Talking to Business Recorder, the Alliance for Restoration of Democracy (ARD) Secretary General Zafar Iqbal Jhagra said that both leaders at their recent meeting had reaffirmed their resolve to stage comeback and stay away from the polls in case they could not take part in them.
"It is almost impossible for the rulers to force a ban on these two popular leaders. However, the ARD with the support of other Opposition parties will devise a strategy accordingly, as sans the two leaders' participation, the polls will be meaningless," he maintained.
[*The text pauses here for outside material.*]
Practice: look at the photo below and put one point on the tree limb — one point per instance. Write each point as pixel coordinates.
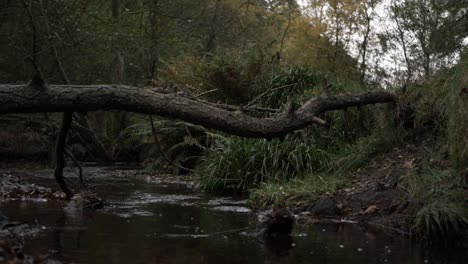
(71, 98)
The ARD leader said the Opposition parties would have to act with prudence if the elections are held minus Bhutto and Sharif. "The country can't afford rigged elections. We will create a situation, wherein elections will not be held, denying a walkover to Musharraf and his associates," he argued.
Jhagra, who is also PML(N) secretary general, said that joint Opposition would have to take a consensus decision to launch an anti-Musharraf movement to pave way for the return of true democracy.
He flayed President General Pervez Musharraf for his 'indulgence' in political matters and patronisation of the ruling Pakistan Muslim League (PML), saying by his actions, Musharraf never looked like the president of Pakistan, but head of a political party.
About Friday's meeting, chaired by President Musharraf, the ARD leader said that it vindicated their stance that in the presence of Musharraf, elections would not be free, fair, and transparent. "If you bar leaders of opposition parties from using their constitutional and political rights, how can you claim to be furthering the cause of democracy and constitution," he wondered.
He contended that the elections would be duly acknowledged as free, fair and transparent only if the government and its agencies provided a level-playing-field to all the stakeholders. Jhagra described the President presiding over the ruling PML and its leaders meeting and the decision not to permit both exiled leaders to return, as a glaring instance of pre-poll rigging.